Concurrency is structuring a program so multiple things make progress at the same time. Parallelism is actually running them on multiple cores. They sound the same and aren't. Get the model right and you ship a fast, correct service. Get it wrong and you ship Heisenbugs that vanish under a debugger.
← Back to Foundations| Model | Languages | How It Works |
|---|---|---|
| OS threads + locks | C, C++, Java, C#, Rust | Kernel-scheduled threads sharing memory. Synchronize with mutexes, condition variables, atomics. |
| Event loop / single-threaded async | JavaScript (Node, browser) | One thread, callback queue. Non-blocking I/O wakes callbacks. async/await hides the queue. |
| Coroutines / async runtime | Python (asyncio), Rust (tokio), C# (Task), Kotlin | Cooperative tasks scheduled on a small thread pool. Awaiting yields control. |
| Goroutines + channels | Go | Cheap green threads (M:N scheduler). Communicate by sending values through channels, not by sharing memory. |
| Actors | Erlang, Elixir, Akka | Isolated processes that exchange messages. No shared memory. Failure isolation built in. |
| Software transactional memory | Clojure, Haskell | Read/write inside a transaction; runtime retries on conflict. Composable, but rare in practice. |
Waiting on the network, the disk, a database. The CPU is idle 99% of the time. Async/event-loop wins: one thread can juggle thousands of in-flight requests because each one's "work" is mostly waiting. Threads work too, but you pay per-thread memory (1–8MB stacks) for nothing.
Crunching numbers, image processing, ML inference. You want actual parallelism — one thread per core. Async doesn't help; it just shuffles work on the same core. In Python, async is useless here and the GIL prevents threads from helping — use multiprocessing, native extensions, or a different language.
Most real services. Use async for the I/O hot path; offload CPU spikes to a thread pool, worker process, or external queue. Don't run a CPU-heavy task inside the event loop — it blocks every other request waiting behind it.
Two threads read-modify-write the same memory and the result depends on who got there first. counter++ is not atomic — it's load, add, store. With two threads and no lock you lose updates. Fix: a mutex, an atomic, or a single-owner pattern (channels, actors).
Thread A holds lock 1 and waits for lock 2. Thread B holds lock 2 and waits for lock 1. Nobody moves. Prevent by: acquiring locks in a fixed global order, using try-lock with timeouts, or eliminating shared locks with message passing.
Livelock: threads keep changing state in response to each other but make no progress (two people stepping the same way in a hallway). Starvation: a thread never gets the resource because higher-priority ones keep cutting in. Fairness in lock implementations matters here.
Without a memory barrier, one thread's write may never become visible to another — the CPU and compiler reorder freely. Languages define a memory model (Java JMM, C++11, Go) telling you what's guaranteed. Volatile/atomic/locked operations issue the right barriers; plain reads/writes don't.

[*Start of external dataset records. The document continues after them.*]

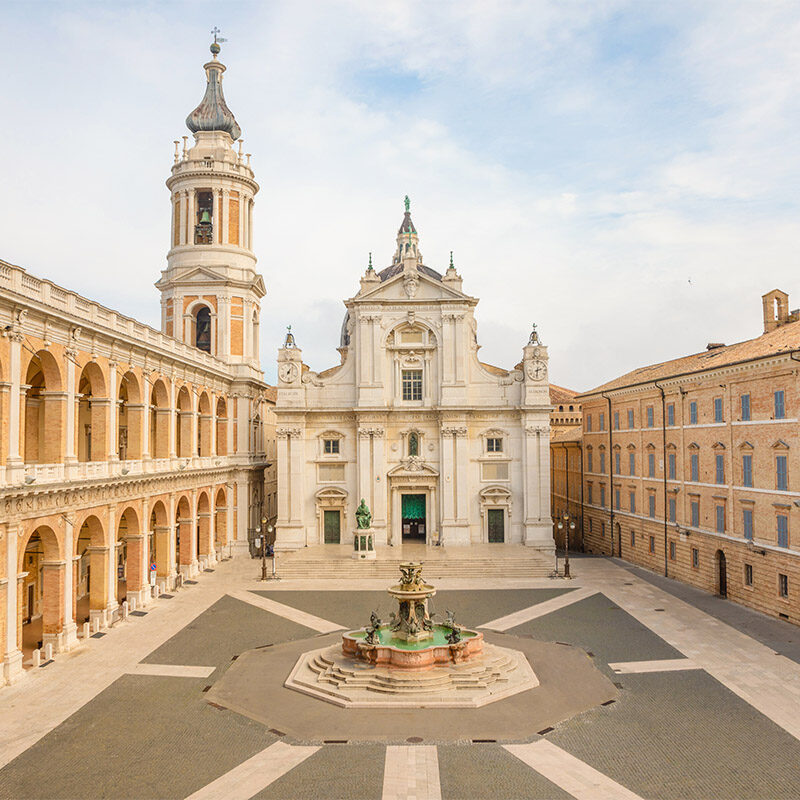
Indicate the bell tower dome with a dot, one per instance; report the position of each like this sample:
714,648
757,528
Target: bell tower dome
210,290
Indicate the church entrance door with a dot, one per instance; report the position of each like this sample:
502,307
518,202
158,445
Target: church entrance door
413,516
332,522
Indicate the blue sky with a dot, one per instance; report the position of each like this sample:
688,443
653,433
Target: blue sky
622,173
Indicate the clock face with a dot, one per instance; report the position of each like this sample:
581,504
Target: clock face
287,372
536,370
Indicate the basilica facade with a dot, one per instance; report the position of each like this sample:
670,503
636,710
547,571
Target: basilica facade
444,448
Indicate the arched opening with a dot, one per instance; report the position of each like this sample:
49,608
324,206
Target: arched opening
722,574
204,424
202,329
220,521
44,411
183,424
222,427
41,607
129,419
90,575
92,411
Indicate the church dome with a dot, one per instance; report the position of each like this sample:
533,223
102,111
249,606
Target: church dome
213,114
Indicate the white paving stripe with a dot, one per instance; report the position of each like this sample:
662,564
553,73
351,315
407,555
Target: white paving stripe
287,612
660,665
539,610
573,775
253,775
411,773
171,670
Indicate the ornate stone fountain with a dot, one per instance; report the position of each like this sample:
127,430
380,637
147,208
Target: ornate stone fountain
412,661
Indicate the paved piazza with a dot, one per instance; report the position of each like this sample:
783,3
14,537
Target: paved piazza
706,702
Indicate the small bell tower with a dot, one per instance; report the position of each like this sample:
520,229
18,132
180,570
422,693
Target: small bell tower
210,290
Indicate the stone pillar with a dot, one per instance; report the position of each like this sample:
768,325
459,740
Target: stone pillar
12,655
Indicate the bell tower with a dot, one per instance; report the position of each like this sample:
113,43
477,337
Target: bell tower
210,290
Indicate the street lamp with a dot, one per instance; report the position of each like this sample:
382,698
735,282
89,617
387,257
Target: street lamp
565,524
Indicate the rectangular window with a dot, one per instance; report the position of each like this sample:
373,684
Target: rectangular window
747,523
412,384
744,404
331,472
783,530
747,470
494,471
781,473
780,407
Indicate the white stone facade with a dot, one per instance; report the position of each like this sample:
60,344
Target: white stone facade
412,411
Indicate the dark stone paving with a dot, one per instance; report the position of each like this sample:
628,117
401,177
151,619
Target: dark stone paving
472,608
143,737
684,736
488,772
336,772
224,630
784,637
602,628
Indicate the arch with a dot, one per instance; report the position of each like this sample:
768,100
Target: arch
204,425
221,518
183,423
45,411
159,420
129,419
92,414
41,607
222,427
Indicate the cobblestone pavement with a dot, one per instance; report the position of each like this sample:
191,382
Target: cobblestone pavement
87,728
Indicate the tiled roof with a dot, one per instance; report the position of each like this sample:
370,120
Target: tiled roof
782,340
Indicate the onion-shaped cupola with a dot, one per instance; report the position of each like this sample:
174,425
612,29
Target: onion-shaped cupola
213,114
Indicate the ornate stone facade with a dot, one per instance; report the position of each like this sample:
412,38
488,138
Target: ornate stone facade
442,447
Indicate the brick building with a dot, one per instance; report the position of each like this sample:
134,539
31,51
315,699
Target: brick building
691,467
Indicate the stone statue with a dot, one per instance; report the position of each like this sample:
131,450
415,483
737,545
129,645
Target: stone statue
363,516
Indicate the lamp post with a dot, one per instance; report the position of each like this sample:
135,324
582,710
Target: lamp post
566,524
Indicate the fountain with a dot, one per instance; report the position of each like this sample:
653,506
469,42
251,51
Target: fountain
412,661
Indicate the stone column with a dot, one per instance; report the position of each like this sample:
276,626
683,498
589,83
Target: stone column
12,655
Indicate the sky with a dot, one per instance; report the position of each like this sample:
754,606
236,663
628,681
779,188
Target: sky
624,174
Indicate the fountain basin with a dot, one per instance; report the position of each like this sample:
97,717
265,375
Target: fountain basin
391,651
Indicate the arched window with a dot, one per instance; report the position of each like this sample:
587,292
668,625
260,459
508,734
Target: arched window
202,338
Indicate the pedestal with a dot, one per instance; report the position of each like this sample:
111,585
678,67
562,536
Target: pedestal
364,544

time.sleep or sync DB call freezes every other coroutine on that loop.| Primitive | What It Does | When to Use |
|---|---|---|
| Mutex / Lock | One holder at a time. | Protect a critical section. Default choice. |
| Read-write lock | Many readers OR one writer. | Read-heavy workloads with infrequent writes. |
| Semaphore | Lock with N permits. | Bound concurrency (e.g., "max 50 in-flight requests"). |
| Condition variable | Wait for a predicate, signal others. | Producer/consumer queues, custom sync. |
| Atomic | Lock-free single-word op (CAS, increment). | Counters, flags, lock-free structures. |
| Channel | Typed queue between goroutines/tasks. | Hand off ownership; "share by communicating." |
| Future / Promise / Task | Handle for an async result. | Composing async work; await consumes it. |
| Barrier / Latch | Wait until N parties arrive. | Bulk-synchronous parallel phases, fan-in. |
Read-only data is automatically thread-safe. Most concurrency bugs evaporate when you stop sharing mutable state. Pass copies, use persistent data structures, treat messages as values.
A lock held during a network call is a queue with one server. Compute-then-lock-then-update is the pattern. If a critical section is more than ~10 lines, it's probably wrong.
Every language has battle-tested concurrent collections (ConcurrentHashMap, sync.Map, Arc<Mutex<T>>, channel libraries). Custom lock-free code looks fast in microbenchmarks and ships subtle bugs that show up at 3am.
Go's -race, ThreadSanitizer (C/C++/Rust), Java Flight Recorder. Single-threaded tests will never find a race condition; you have to deliberately create contention. Property-based and chaos tests are worth the setup for anything concurrent.